Every day that I run, and on some non-running days too, I spend a few minutes running the foam roller on my legs, lower back, hip and calves.

Do google and youtube for a proper medical/scientific explanation of how a foam roller works.

This little piece of magic has helped me heal an acute IT band (knee) pain in less than 10 days and for months on now, a 5 minute foam roller session on the day of the run, has cured the legs of all fatigue and tiredness every single time. From runs of 10 miles to 30 miles – the foam roller after the run has worked wonders in getting the muscles in the lower body circulating again and absorb away the fatigue within minutes.

That immediate release and preventing the muscles from tightening up for extended periods, also goes a long way in preventing injuries from building up.

Until next time!

Day 8 of 300

A partially hilly trail run on a Sunday morning. On a back-to-back run day, after running 12 miles yesterday, I set out for a 4-5 mile, 1 hour trail run in the South Mountain Reservation’s Lenape Trail. What i did not evaluate properly ahead of the run was that this trail is not an easy one. I should have checked the elevation profile and some of the reviews of other runners. It’s hilly in parts and definitely mildly technical.

Further, many trails crisscross and that means one has to be very aware of the maps to make sure I don’t go away on an unplanned escapade.

All in all, it was an excellent experience both from a trail run perspective as well as giving my legs a good workout.

I treated myself to a Chocolate GU gel at the end of the run 🙂

Day 7 of 300

October 10th, 2020

Weekend long run – 12 miles back and out loop from Hoboken to Liberty Park.

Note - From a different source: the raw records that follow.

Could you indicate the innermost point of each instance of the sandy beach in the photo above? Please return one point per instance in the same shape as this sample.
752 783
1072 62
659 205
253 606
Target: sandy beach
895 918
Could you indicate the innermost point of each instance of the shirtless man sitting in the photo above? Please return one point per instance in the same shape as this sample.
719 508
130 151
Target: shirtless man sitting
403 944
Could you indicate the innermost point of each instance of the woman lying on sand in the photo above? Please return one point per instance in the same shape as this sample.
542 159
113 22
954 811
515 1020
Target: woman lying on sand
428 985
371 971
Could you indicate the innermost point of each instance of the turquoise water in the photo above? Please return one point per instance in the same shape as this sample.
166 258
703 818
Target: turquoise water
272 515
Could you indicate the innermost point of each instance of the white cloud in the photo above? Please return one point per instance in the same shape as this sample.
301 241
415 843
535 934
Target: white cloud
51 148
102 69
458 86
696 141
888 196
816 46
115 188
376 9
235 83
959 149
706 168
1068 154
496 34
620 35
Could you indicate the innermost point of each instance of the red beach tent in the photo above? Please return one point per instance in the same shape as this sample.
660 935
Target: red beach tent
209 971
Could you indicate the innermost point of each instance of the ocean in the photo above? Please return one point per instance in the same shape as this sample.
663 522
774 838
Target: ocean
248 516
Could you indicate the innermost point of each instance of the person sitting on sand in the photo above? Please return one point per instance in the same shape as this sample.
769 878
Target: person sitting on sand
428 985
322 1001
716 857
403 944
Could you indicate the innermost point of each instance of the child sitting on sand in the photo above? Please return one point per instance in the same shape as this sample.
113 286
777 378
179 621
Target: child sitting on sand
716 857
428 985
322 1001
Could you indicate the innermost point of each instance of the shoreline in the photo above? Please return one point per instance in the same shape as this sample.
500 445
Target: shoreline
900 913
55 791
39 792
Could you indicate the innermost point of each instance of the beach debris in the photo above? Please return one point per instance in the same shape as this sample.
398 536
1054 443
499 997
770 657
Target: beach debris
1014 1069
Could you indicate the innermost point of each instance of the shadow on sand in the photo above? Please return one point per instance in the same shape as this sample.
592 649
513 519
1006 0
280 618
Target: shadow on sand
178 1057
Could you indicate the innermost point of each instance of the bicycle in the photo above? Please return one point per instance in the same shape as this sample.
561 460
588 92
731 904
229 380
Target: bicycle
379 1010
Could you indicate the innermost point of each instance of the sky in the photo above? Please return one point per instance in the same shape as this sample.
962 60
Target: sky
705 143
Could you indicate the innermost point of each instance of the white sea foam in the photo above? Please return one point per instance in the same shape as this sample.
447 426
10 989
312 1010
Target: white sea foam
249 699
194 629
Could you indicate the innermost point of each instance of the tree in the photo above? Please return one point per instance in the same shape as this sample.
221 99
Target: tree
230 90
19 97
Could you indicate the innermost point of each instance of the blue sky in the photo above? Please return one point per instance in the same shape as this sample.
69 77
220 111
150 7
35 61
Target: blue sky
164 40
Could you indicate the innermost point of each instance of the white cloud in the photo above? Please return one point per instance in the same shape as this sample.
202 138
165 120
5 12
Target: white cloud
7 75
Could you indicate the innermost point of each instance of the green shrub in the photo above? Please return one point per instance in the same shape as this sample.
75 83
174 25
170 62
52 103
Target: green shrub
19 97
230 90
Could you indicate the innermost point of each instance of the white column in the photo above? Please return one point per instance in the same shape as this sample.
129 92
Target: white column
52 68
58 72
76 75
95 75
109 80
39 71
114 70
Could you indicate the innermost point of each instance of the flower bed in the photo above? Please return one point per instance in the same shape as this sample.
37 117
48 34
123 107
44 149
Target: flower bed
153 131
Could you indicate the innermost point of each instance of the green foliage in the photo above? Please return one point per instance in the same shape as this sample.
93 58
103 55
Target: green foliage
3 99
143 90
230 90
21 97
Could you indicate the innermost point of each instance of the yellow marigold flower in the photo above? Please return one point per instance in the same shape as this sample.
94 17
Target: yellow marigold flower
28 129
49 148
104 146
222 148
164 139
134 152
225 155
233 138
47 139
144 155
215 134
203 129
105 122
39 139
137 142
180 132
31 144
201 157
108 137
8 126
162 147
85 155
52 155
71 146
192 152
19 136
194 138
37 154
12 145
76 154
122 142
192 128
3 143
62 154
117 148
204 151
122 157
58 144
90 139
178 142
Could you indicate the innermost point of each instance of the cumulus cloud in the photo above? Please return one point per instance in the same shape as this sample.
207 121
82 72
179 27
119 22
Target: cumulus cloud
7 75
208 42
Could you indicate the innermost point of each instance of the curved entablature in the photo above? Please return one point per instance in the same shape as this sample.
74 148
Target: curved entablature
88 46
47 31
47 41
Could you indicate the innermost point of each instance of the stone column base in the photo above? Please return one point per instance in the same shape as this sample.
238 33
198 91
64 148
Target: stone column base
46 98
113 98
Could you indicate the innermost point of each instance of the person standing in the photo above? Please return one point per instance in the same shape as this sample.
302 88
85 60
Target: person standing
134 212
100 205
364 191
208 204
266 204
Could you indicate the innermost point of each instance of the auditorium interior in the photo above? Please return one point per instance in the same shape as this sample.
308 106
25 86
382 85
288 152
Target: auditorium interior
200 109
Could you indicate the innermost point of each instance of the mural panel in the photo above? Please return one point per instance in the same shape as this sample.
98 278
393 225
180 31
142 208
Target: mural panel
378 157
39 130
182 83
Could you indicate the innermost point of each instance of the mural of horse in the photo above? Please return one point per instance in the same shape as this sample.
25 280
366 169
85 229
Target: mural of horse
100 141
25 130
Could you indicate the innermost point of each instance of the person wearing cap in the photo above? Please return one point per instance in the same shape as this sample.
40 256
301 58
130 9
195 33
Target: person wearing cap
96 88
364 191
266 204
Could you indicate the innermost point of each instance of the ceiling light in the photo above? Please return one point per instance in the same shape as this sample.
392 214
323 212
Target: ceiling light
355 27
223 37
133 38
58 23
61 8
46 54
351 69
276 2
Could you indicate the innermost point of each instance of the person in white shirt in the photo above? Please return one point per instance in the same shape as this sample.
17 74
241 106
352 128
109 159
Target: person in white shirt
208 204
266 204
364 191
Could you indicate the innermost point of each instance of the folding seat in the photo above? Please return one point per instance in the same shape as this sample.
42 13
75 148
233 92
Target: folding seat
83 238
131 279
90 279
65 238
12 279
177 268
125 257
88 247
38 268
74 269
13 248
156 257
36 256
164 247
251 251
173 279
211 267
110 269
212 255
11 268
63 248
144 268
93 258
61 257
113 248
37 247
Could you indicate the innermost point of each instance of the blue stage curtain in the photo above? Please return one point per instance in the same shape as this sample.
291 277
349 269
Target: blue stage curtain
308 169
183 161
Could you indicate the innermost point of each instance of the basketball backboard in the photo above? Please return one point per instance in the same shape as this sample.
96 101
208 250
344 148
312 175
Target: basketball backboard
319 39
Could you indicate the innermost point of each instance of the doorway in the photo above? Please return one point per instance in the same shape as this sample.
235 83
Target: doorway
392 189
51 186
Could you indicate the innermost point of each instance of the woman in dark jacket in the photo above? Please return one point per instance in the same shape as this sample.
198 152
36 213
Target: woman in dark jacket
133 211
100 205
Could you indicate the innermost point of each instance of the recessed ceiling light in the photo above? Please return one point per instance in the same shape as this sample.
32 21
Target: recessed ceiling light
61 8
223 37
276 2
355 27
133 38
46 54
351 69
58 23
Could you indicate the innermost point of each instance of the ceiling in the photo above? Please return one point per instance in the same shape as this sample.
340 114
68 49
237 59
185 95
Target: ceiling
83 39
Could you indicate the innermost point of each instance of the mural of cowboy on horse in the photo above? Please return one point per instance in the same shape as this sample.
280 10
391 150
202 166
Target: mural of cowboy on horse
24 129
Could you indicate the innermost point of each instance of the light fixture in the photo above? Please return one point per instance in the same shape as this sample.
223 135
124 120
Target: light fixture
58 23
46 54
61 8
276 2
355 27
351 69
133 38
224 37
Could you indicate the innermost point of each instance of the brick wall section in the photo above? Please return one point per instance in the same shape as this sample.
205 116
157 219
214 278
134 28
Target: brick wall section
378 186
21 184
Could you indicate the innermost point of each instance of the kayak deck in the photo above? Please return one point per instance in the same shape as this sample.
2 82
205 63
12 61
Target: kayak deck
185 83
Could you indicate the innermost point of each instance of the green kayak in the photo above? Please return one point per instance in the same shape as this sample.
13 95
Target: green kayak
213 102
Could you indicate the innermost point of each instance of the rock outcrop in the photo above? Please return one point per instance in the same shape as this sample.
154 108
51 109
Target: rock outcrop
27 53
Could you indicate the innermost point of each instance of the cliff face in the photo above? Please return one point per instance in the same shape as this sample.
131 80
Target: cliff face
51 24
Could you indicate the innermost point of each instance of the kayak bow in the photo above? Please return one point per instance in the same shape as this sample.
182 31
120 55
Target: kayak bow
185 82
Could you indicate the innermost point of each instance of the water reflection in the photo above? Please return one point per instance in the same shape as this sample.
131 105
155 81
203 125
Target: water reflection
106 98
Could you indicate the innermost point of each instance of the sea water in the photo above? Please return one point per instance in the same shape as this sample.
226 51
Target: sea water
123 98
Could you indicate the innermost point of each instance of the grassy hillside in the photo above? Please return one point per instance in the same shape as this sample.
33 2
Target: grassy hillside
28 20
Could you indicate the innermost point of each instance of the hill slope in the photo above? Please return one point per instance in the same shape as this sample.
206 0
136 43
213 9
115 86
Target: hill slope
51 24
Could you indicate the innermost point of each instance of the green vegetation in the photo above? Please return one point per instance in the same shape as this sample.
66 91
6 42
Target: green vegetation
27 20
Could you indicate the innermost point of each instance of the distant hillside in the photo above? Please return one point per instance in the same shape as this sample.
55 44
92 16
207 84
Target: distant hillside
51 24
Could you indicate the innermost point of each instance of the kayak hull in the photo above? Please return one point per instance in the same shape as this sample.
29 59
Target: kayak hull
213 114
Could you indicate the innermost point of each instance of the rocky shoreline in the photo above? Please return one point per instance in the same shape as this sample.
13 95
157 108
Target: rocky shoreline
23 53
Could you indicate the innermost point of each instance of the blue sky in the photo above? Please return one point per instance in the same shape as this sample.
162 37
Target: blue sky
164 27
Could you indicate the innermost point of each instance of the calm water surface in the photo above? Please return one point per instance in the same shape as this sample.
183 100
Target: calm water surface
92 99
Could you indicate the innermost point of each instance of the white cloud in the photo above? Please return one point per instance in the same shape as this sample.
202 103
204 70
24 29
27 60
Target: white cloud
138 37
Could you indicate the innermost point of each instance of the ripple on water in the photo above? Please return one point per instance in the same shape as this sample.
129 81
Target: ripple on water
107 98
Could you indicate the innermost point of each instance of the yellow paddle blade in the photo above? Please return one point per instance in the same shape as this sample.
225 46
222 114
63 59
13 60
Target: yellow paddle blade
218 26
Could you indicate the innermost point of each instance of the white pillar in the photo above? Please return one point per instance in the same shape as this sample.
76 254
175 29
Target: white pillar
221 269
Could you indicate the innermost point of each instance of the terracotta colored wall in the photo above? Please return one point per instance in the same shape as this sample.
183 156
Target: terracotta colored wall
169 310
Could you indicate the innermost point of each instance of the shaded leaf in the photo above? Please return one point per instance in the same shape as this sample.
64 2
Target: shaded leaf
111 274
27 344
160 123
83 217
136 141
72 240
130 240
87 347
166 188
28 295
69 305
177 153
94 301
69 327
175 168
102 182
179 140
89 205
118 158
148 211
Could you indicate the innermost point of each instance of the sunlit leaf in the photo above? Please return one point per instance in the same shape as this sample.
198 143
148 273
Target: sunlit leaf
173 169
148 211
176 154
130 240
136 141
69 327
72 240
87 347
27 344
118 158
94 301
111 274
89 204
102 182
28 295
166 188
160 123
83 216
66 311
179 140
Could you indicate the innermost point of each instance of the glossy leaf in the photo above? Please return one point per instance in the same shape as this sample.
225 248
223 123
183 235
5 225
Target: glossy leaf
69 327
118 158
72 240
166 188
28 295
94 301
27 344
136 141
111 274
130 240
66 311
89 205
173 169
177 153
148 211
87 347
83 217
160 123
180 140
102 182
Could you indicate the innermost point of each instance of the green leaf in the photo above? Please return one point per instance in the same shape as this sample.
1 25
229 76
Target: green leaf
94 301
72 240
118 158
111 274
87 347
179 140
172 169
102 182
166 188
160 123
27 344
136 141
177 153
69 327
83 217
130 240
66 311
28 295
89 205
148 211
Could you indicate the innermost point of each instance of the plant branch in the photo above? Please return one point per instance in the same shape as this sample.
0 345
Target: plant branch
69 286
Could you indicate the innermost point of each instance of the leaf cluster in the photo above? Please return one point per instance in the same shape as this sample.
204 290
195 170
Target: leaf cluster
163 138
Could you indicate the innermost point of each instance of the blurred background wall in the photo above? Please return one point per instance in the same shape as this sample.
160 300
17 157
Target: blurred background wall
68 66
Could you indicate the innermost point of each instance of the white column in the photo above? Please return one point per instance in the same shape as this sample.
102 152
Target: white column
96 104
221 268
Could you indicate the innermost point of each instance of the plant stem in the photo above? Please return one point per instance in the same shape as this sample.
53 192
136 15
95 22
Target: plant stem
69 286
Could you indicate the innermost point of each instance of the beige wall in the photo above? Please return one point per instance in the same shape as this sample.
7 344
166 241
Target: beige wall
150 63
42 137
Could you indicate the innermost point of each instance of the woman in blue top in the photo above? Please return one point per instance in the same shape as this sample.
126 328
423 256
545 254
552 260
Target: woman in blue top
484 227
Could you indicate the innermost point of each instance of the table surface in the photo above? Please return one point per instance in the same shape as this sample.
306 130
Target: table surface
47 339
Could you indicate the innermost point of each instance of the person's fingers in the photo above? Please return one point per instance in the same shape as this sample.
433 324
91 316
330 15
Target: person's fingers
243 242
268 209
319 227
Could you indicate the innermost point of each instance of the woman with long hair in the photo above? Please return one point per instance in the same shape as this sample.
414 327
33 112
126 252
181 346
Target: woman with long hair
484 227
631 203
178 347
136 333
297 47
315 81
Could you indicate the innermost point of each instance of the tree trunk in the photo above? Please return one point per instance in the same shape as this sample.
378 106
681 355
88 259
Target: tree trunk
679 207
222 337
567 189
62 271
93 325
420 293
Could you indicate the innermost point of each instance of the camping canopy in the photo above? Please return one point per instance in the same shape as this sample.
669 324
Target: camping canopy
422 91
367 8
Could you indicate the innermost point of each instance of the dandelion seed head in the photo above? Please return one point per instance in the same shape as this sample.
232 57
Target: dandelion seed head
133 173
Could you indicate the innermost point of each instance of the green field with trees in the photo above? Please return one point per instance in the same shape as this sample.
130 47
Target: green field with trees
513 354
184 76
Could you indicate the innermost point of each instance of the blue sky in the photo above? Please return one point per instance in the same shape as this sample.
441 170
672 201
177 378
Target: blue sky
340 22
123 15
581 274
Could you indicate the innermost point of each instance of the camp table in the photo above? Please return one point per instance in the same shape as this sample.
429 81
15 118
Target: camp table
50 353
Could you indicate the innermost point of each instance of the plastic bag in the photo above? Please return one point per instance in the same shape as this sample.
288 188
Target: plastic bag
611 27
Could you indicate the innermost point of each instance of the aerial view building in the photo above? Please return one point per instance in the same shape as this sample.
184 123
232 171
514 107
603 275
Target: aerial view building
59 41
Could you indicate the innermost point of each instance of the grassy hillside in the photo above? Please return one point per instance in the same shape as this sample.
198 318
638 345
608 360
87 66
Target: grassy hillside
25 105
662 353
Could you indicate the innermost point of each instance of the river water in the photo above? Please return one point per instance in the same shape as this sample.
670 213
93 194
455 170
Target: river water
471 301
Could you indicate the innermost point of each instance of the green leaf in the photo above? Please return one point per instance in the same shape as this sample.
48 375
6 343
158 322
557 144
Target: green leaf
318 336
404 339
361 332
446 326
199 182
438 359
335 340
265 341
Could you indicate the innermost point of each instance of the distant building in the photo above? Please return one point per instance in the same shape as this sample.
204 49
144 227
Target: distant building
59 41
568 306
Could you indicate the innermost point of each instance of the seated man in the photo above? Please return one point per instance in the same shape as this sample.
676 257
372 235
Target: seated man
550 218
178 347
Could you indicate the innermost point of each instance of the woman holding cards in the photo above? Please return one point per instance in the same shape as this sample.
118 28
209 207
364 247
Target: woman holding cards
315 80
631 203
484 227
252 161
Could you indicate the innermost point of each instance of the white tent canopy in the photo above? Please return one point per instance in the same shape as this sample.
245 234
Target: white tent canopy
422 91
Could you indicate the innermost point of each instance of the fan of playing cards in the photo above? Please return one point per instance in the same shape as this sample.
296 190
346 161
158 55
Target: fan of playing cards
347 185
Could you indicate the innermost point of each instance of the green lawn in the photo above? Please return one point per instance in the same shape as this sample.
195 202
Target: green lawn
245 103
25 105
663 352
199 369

While the distance was comfortable, I did push the pace slightly above my long run speed today. I did try out a new run-walk-run combination. It was 3:30 minutes of running and 1 minute of walking which is a step up from my usual 3:00/1:00 mix. I was happy with the average heart rate which was 155, something that didn’t rise up even as I extended my run duration.

Next week, I plan to step up the combination to 4 minute run and 1 minute walk on my long run. It will be an interesting challenge.

Day 5 / 300 Days of Training

October 8th, 2020

I had my alarm set to wake up at 5:30 AM. I had a day with meetings starting at 8:30 with work planned all day. The only possible window to run today was going to be between 7 and 8 in the morning.

And as it would have it, I had a night I couldn’t get much of a sleep. With 3 hours of sleep, I stepped out to run 5 miles. While I did warm up, it wasn’t easy to move the body to run. There were times, I felt as though I was propelling my body forward as though I am pushing a heavy log of wood.

And almost an hour later, I did complete my 5 miles of planned run. At target pace and target heart rate.

Some runs start rough, but as I did hit the stop button on my watch, I was pleased!